De son côté, Armel est un jeune musicien d’une trentaine d’années. Très souvent les rencontres se font par hasard. Je l’ai découvert lors d’un concert dans un bar. Je suis très attentif à ce qui se passe dans les clubs. J’aime bien aller écouter mes camarades musiciens, découvrir de nouveaux talents, savoir comment ils inventent. J’étais en vacances en Vendée, au bord de l’Atlantique, dans un petit port de pêche où il y a un jazz-bar, un bar modeste qui organise des concerts, notamment avec des musiciens qui habitent la région de Nantes, toute cette région des pays de Loire. Armel Dupas est originaire de Nantes. Il jouait avec deux camarades de la classe de jazz du Conservatoire national de Paris, en trio piano-contrebasse-batterie. J’ai entendu ce pianiste qui m’a vraiment surpris, je ne m’attendais pas à une telle découverte : il jouait des standards de jazz, un matériau musical connu, mais il les abordait d’une façon original, avec énormément de qualités et de sensibilité. Cela m’a plu : j’ai pris note quelque part dans ma tête, en me disant que si, un jour, j’avais l’occasion de travailler de nouveau avec un pianiste, je ferais appel à lui. Je lui ai ainsi demandé de rejoindre la bande des Sky Dancers.
Pour ce projet, vous avez composé un répertoire que vous avez pu rôder lors de festivals…
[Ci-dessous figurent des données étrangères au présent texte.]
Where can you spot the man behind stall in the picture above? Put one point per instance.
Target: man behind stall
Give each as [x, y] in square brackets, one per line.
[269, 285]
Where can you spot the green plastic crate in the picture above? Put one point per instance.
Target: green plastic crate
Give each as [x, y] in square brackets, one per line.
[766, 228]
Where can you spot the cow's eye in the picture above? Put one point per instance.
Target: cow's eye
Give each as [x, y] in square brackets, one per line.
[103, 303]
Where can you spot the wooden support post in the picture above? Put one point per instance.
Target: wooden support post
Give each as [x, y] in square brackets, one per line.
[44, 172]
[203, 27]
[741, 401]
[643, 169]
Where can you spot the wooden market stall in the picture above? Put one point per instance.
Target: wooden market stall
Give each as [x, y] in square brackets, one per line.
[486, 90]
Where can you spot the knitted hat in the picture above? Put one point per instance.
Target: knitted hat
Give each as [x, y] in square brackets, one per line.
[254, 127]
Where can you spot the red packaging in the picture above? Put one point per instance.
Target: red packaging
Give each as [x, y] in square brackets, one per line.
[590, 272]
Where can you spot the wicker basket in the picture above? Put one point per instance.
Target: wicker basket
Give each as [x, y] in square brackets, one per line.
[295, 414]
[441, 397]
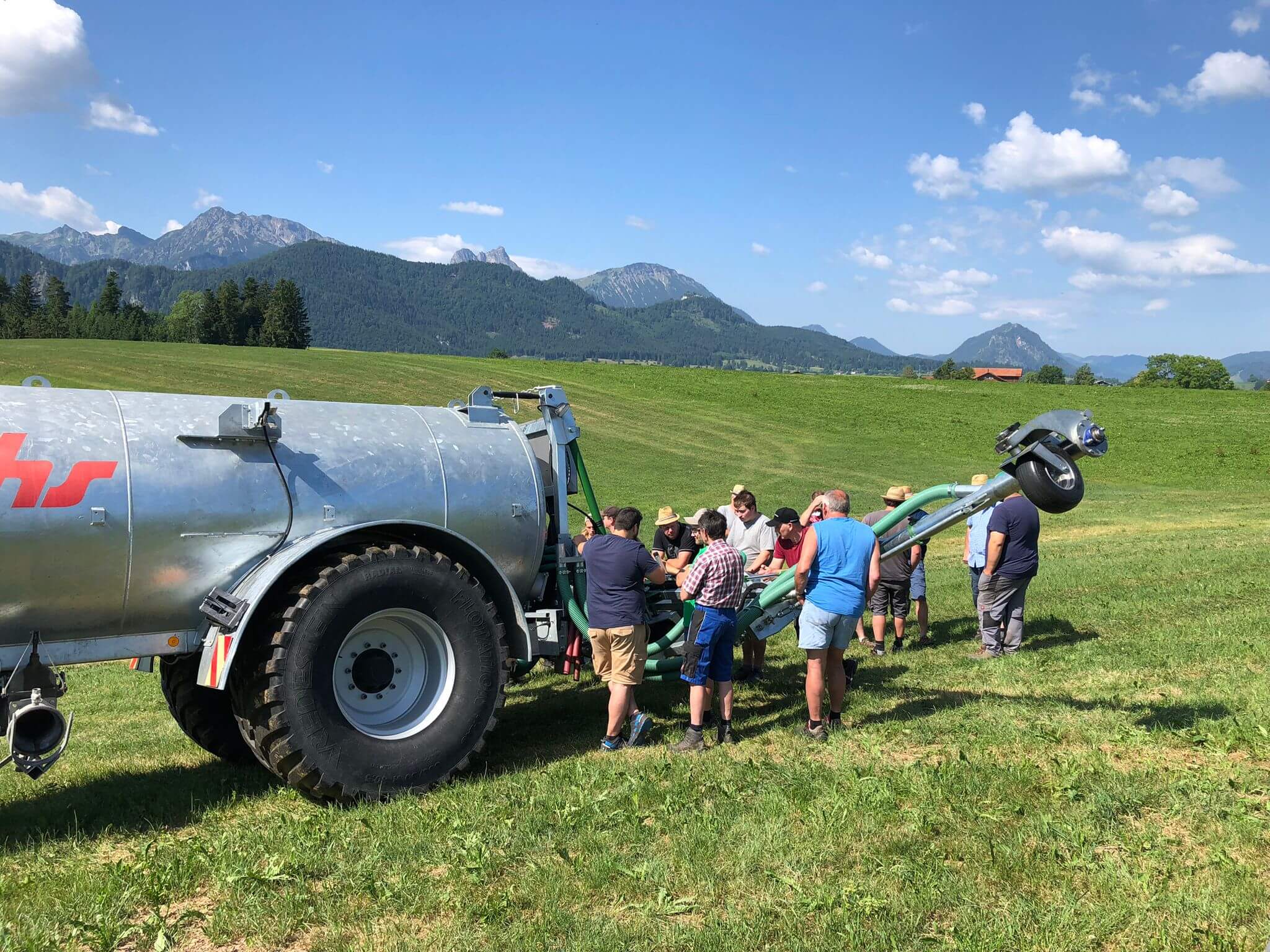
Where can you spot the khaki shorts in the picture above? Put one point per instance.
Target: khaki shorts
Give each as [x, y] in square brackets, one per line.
[619, 654]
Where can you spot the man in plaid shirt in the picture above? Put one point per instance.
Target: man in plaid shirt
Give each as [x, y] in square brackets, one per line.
[716, 583]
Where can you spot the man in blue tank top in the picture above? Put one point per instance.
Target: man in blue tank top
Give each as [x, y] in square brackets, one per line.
[836, 574]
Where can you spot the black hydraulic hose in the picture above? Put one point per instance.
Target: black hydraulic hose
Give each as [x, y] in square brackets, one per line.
[263, 423]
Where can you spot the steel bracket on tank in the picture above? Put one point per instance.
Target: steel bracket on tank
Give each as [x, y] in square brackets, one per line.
[241, 423]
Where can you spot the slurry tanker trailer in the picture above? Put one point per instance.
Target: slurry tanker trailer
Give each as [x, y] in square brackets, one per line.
[340, 592]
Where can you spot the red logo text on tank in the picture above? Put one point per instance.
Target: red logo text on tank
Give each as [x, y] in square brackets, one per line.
[32, 477]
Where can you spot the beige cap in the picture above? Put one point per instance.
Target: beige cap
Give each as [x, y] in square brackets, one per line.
[695, 519]
[895, 494]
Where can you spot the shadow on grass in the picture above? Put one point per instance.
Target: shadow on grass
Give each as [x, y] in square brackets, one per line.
[167, 799]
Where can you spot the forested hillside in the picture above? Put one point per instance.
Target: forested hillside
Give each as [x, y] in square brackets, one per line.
[368, 301]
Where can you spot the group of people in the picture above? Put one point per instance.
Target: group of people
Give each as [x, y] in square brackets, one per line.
[713, 557]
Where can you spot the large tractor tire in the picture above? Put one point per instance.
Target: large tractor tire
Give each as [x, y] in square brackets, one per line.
[203, 714]
[385, 676]
[1049, 489]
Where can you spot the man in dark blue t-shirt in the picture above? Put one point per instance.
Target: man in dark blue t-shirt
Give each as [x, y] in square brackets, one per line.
[616, 568]
[1010, 566]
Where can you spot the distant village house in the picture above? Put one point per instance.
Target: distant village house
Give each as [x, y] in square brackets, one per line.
[1009, 375]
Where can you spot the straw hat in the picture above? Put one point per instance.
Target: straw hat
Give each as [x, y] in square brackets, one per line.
[695, 519]
[895, 494]
[666, 516]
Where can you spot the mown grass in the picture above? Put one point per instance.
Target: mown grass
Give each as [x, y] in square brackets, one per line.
[1105, 788]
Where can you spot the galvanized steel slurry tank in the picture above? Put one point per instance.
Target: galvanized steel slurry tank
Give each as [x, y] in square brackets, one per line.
[339, 592]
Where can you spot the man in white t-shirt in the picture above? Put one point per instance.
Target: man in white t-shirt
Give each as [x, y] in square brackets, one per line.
[756, 541]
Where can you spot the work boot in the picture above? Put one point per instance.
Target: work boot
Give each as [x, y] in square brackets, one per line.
[693, 742]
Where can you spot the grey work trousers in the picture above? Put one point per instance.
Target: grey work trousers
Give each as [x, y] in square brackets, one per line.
[1001, 614]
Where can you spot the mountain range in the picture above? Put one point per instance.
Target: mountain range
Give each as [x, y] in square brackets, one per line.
[214, 239]
[370, 301]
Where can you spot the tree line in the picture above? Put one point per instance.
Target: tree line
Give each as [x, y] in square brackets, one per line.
[257, 315]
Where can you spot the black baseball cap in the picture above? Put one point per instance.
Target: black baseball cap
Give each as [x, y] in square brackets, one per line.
[783, 516]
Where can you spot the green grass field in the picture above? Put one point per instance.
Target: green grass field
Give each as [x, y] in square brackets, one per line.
[1109, 787]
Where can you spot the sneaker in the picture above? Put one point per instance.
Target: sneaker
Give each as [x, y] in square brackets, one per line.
[693, 741]
[641, 726]
[819, 733]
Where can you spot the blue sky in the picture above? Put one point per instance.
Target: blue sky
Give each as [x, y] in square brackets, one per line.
[912, 172]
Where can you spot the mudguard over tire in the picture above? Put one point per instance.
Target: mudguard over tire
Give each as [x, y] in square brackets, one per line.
[385, 676]
[205, 715]
[1050, 490]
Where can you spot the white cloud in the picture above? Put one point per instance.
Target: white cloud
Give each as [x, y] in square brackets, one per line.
[206, 200]
[1248, 19]
[1030, 159]
[43, 55]
[55, 202]
[1132, 100]
[473, 208]
[106, 112]
[972, 277]
[436, 248]
[941, 177]
[1204, 174]
[543, 270]
[1114, 259]
[1163, 200]
[1230, 75]
[1086, 98]
[869, 258]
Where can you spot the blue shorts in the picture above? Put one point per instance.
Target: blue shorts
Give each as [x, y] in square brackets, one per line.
[710, 640]
[818, 628]
[917, 584]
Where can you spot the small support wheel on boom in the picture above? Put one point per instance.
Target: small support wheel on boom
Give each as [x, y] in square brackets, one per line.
[1050, 489]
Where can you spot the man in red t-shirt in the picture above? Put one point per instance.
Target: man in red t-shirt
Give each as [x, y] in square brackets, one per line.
[789, 541]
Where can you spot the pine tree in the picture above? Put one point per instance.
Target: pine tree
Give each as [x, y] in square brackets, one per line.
[286, 322]
[208, 319]
[230, 312]
[56, 311]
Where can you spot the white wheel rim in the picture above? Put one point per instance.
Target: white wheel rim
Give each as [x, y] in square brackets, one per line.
[394, 673]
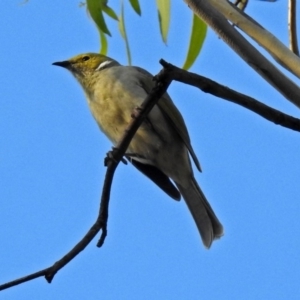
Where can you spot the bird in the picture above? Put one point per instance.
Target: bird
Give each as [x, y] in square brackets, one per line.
[161, 148]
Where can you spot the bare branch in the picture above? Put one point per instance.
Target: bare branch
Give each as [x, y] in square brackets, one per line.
[212, 87]
[268, 41]
[292, 25]
[243, 48]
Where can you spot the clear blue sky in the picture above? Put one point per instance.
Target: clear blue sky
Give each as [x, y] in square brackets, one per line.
[51, 169]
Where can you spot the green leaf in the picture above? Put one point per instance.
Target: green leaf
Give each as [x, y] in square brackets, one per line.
[95, 9]
[110, 12]
[123, 32]
[198, 34]
[164, 8]
[136, 6]
[103, 42]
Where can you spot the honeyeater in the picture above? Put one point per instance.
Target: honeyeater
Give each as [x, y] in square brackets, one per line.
[161, 148]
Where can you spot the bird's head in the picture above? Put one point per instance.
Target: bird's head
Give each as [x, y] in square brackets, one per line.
[85, 66]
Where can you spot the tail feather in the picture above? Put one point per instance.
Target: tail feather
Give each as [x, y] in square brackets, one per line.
[208, 224]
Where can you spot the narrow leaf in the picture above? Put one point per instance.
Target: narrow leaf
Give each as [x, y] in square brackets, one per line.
[110, 12]
[103, 42]
[164, 8]
[198, 34]
[136, 6]
[123, 32]
[95, 9]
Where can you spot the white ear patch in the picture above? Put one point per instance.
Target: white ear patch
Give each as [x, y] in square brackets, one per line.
[103, 65]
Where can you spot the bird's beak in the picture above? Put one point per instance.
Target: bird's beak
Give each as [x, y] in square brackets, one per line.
[65, 64]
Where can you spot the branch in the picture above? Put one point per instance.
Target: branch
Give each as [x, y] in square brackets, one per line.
[112, 160]
[268, 41]
[243, 48]
[212, 87]
[293, 27]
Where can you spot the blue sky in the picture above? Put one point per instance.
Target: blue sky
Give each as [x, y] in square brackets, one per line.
[51, 168]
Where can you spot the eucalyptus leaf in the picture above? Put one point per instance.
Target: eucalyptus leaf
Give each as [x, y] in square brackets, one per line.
[123, 32]
[164, 10]
[136, 6]
[95, 9]
[198, 34]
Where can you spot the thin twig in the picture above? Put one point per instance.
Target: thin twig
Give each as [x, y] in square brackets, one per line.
[212, 87]
[292, 26]
[211, 16]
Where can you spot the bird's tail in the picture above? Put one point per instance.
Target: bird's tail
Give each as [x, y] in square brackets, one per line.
[208, 224]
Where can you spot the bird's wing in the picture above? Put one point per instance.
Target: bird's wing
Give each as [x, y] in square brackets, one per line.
[157, 176]
[171, 112]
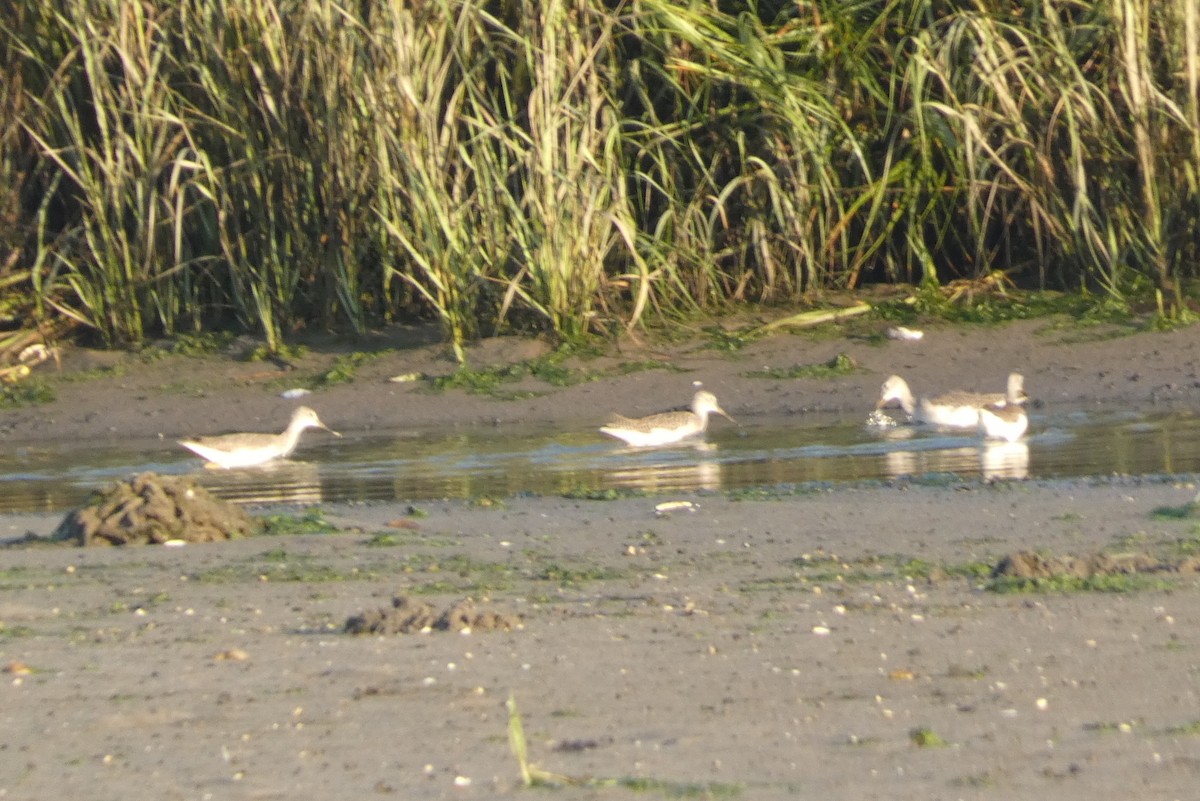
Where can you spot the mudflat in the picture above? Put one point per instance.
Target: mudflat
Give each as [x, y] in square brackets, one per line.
[960, 640]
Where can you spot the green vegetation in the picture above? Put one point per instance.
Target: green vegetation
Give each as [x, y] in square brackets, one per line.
[29, 392]
[345, 368]
[925, 738]
[839, 365]
[534, 776]
[1063, 583]
[581, 167]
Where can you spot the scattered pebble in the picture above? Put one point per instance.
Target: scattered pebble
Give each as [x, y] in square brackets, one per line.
[231, 655]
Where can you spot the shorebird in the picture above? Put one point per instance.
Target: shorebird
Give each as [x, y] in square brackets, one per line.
[247, 450]
[953, 409]
[1003, 421]
[669, 426]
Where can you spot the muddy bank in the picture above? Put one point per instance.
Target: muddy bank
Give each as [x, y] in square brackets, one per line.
[843, 645]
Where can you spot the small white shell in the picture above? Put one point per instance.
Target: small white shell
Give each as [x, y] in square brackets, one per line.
[905, 335]
[880, 420]
[666, 507]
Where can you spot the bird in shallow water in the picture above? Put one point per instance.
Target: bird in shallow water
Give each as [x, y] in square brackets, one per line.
[954, 409]
[1003, 421]
[666, 427]
[247, 450]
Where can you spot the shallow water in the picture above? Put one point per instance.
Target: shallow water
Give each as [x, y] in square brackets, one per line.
[491, 461]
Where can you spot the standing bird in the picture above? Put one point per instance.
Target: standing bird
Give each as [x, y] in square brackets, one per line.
[247, 450]
[1003, 421]
[669, 426]
[953, 409]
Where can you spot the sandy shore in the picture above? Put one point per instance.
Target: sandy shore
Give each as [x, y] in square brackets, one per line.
[844, 644]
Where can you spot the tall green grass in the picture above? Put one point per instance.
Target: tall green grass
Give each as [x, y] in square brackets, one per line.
[577, 166]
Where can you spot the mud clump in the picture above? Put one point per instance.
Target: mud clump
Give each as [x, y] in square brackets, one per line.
[408, 615]
[150, 510]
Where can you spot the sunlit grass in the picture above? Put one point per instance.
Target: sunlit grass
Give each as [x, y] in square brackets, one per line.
[576, 167]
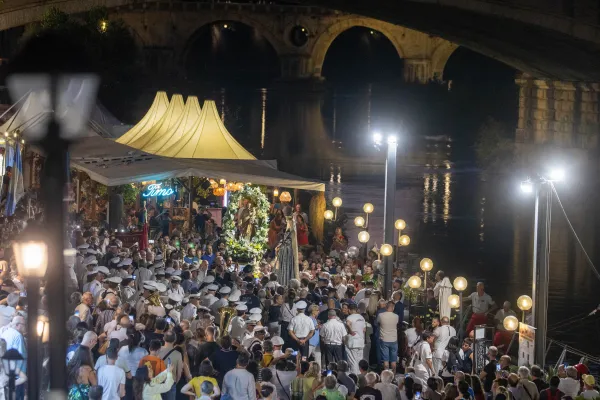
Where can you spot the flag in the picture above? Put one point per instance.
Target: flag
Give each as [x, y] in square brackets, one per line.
[16, 189]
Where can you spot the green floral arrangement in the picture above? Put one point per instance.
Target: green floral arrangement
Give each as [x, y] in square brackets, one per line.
[240, 248]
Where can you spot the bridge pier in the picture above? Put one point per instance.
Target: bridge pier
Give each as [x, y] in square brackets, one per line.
[563, 114]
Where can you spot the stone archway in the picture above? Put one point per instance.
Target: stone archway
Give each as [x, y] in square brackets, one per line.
[326, 38]
[191, 32]
[440, 57]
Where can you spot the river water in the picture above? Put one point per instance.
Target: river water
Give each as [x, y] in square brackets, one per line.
[467, 222]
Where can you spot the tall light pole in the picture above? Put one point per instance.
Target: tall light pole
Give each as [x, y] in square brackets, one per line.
[70, 86]
[541, 187]
[389, 203]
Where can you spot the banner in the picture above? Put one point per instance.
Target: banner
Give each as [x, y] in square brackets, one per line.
[16, 189]
[526, 345]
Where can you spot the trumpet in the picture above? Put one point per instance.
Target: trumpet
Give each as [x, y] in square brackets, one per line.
[226, 315]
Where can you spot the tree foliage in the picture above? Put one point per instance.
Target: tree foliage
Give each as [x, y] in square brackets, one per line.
[494, 146]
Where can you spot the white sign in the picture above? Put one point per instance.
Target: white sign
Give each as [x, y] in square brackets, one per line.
[526, 345]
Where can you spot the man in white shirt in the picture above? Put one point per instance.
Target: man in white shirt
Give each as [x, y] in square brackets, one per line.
[301, 328]
[355, 342]
[388, 336]
[8, 311]
[332, 335]
[239, 383]
[423, 359]
[442, 335]
[111, 377]
[237, 327]
[482, 303]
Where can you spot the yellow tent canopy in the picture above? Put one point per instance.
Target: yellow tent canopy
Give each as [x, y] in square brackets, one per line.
[184, 131]
[155, 113]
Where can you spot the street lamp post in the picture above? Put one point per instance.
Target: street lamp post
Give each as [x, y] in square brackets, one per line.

En fait, le festival du Mans m’a demandé une création : c’est là aussi un motif pour écrire de la musique, en parallèle au fait que cette musique a été inspirée par les Amérindiens. C’est une sorte de commande de l’Europa Jazz, en co-production avec deux autres festivals : les Rencontres de l’Erdre, un gros festival de jazz à Nantes et Jazz sous les Pommiers de Coutances. Ces trois festivals se sont associés pour me commander ce travail.
Pour le moment, vous êtes engagé dans une double tournée…
Nous serons en Belgique pour deux dates avec le Hope Quartet, après des concerts en Autriche et en Allemagne. Avec les Sky Dancers, on sera au New Morning, à Paris, le 9 novembre et le 10 au festival D’Jazz de Nevers puis pour un festival en région parisienne, Au fil de l’Oise, au Nord de Paris.
Dans vos compositions, on retrouve souvent un côté « militant »…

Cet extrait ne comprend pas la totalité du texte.